Ceci étant, malgré la multitude de la base documentaire disponible, la probabilité d’occurrence d’erreur par le contribuable n’est pas à écarter. En effet, ce dernier pourrait, de bonne foi, omettre la prise en compte d’éléments imposables dans sa déclaration, rater une obligation déclarative ou commettre des erreurs quant à la présentation des informations comptables de son activité pouvant donner lieu à la révision de la base imposable des impôts et taxes dont il est redevable à l’Administration.

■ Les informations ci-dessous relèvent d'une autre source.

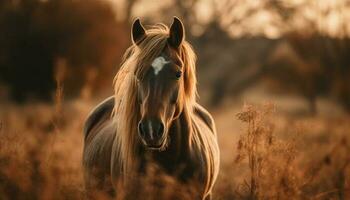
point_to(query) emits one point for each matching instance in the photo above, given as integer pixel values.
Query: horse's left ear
(177, 33)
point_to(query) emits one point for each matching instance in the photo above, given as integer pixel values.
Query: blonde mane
(136, 62)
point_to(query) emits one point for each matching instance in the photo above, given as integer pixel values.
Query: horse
(153, 118)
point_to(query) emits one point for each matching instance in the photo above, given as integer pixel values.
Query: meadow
(266, 152)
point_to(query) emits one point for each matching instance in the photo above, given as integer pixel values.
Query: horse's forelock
(136, 62)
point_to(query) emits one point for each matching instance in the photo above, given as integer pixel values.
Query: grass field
(266, 152)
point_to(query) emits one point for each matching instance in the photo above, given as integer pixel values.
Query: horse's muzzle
(151, 132)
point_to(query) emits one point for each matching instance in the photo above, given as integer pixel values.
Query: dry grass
(274, 157)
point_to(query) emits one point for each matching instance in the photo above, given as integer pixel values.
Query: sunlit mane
(136, 62)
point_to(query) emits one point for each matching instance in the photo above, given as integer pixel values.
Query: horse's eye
(178, 74)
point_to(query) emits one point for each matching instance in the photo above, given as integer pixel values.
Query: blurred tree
(35, 33)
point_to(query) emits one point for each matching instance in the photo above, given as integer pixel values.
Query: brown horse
(153, 118)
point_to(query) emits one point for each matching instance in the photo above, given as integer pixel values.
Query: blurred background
(58, 59)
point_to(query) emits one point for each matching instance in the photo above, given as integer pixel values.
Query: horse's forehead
(158, 63)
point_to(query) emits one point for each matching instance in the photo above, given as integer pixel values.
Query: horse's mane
(137, 59)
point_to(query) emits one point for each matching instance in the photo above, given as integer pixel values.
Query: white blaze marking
(158, 64)
(150, 129)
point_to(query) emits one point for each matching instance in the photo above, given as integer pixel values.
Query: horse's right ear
(138, 33)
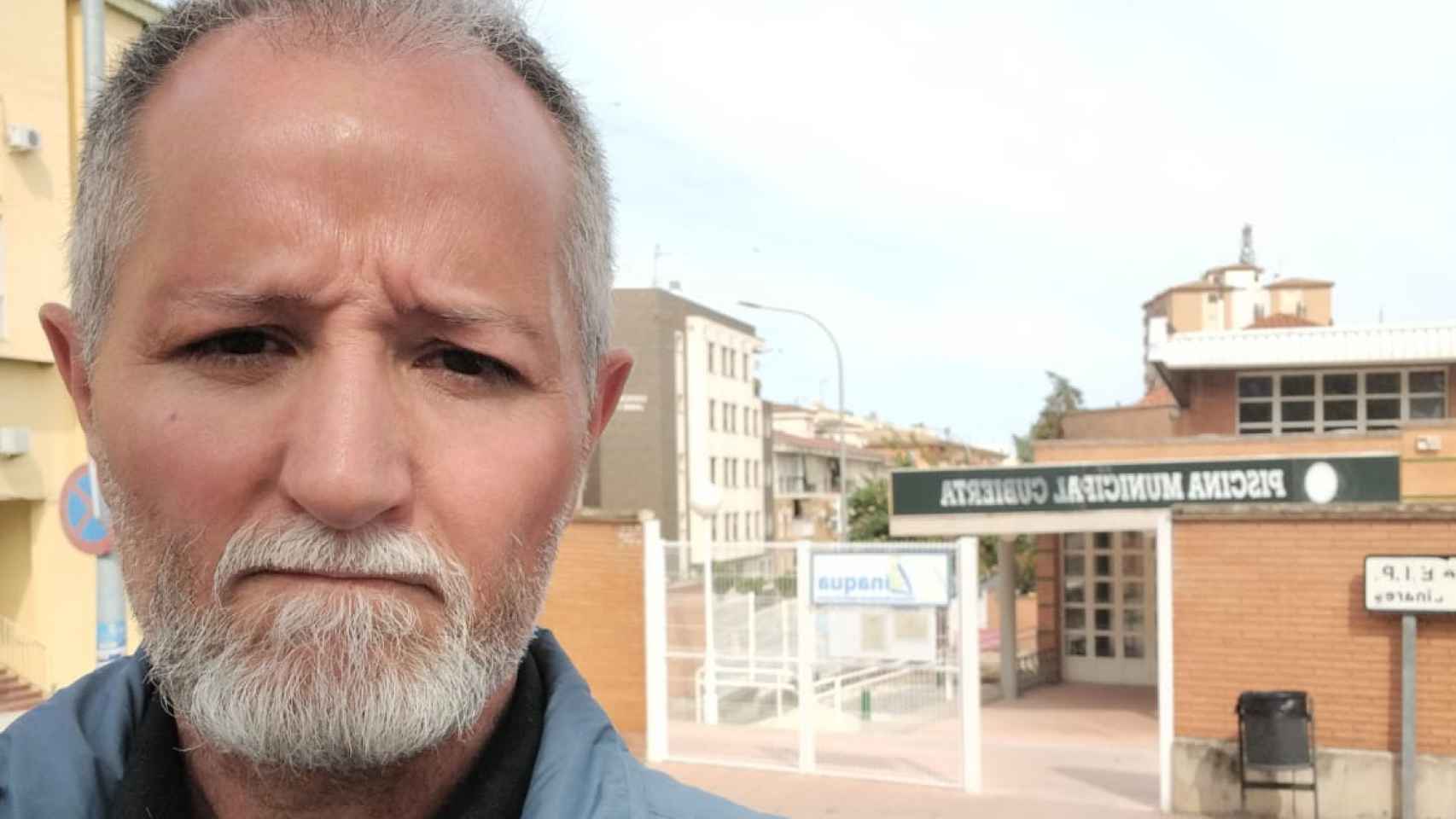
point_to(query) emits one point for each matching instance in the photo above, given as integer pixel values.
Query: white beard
(336, 681)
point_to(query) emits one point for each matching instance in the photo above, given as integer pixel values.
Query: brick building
(1210, 540)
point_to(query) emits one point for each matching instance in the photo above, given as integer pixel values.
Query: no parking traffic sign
(84, 528)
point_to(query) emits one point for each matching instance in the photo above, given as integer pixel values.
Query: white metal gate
(874, 691)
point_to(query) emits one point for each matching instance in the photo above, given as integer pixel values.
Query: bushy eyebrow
(465, 316)
(451, 315)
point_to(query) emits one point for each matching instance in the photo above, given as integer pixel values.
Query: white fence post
(807, 639)
(654, 592)
(709, 642)
(967, 571)
(753, 639)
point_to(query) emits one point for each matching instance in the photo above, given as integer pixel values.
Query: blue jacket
(64, 758)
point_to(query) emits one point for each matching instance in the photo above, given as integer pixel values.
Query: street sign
(79, 520)
(1411, 584)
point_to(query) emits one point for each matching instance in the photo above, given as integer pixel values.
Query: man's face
(344, 307)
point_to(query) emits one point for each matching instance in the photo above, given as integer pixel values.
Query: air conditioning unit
(15, 441)
(22, 138)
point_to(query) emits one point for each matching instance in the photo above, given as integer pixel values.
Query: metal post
(843, 449)
(709, 642)
(1408, 716)
(967, 569)
(94, 49)
(753, 639)
(654, 600)
(111, 596)
(1008, 616)
(1163, 549)
(807, 639)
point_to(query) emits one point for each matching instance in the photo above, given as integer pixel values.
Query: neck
(226, 786)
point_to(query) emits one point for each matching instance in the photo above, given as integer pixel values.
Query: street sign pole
(1408, 716)
(1410, 585)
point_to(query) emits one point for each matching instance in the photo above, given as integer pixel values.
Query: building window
(1282, 404)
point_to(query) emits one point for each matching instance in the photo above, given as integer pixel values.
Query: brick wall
(1121, 422)
(1213, 404)
(1274, 600)
(596, 610)
(1049, 604)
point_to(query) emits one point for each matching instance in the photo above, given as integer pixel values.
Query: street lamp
(843, 458)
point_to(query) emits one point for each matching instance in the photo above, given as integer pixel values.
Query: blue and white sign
(881, 578)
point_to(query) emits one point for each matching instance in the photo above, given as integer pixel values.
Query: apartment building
(690, 439)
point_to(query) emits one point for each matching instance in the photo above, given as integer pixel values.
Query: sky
(973, 194)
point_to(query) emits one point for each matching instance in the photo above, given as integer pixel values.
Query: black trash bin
(1276, 735)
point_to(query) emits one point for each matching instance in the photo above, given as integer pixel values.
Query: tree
(870, 513)
(1025, 561)
(1062, 400)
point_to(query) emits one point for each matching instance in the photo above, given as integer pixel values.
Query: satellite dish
(707, 498)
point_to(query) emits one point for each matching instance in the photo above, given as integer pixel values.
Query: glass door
(1107, 604)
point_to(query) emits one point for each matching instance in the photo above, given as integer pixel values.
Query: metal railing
(24, 655)
(773, 674)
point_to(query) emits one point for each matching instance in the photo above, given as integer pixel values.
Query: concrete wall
(1353, 784)
(596, 610)
(45, 585)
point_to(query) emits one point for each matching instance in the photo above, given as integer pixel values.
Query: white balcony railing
(24, 655)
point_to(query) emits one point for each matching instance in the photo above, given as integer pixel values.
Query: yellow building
(47, 587)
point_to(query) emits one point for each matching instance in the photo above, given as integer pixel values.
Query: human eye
(469, 365)
(242, 345)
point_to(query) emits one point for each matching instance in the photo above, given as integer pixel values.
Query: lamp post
(843, 458)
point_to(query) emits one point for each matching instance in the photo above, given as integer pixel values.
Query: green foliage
(870, 513)
(1025, 561)
(1062, 399)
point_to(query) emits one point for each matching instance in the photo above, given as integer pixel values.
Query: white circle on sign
(1321, 483)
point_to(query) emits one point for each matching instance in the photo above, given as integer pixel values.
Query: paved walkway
(830, 798)
(1062, 751)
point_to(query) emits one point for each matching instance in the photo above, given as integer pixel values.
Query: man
(341, 290)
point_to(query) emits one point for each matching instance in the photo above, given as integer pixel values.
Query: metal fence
(746, 670)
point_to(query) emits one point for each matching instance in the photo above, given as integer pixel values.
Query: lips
(336, 577)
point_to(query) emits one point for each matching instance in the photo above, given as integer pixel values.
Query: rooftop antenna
(657, 256)
(1247, 252)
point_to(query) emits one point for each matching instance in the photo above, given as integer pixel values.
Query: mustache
(306, 546)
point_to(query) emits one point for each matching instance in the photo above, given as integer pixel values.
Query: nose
(347, 462)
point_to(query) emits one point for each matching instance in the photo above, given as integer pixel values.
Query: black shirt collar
(154, 781)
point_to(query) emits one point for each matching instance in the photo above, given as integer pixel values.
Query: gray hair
(109, 202)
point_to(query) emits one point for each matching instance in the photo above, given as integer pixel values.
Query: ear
(612, 377)
(60, 329)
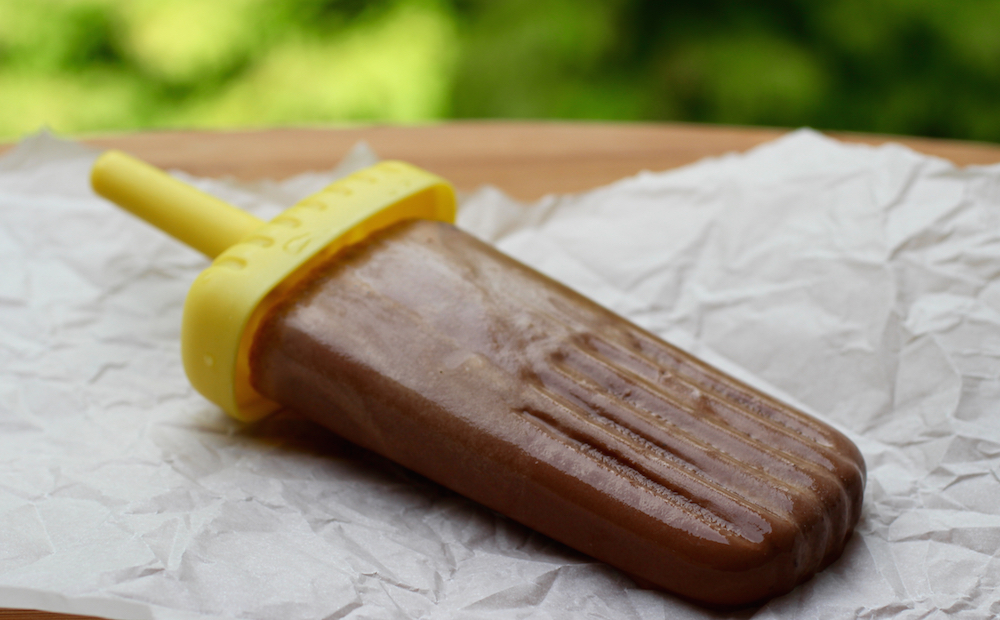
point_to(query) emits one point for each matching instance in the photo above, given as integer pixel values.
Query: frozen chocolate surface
(439, 352)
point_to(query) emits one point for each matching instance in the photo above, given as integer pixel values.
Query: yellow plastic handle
(204, 222)
(256, 264)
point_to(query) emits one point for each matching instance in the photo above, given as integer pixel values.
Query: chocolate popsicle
(429, 347)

À l’instar des textes régissant les obligations fiscales du contribuable, les procédures fiscales mettant en exergue tous les aspects de contrôle et de contentieux pour les différents impôts et taxes sont détaillées et commentées avec précision. Ce qui donne aux Services des impôts toute la latitude d’appliquer les procédés de redressement et de liquidation des manquements observés dans la situation du contribuable sans préjudice de l’application des pénalités et majorations qui s’imposent. Le Contrôle fiscal peut, à cet effet, consister en une vérification de comptabilité couvrant la totalité ou partie des opérations effectuées et tous ou partie des impôts auxquels est soumis le contribuable.  Ce dernier peut se voir être soumis, également, à l’examen de l’ensemble de sa situation fiscale.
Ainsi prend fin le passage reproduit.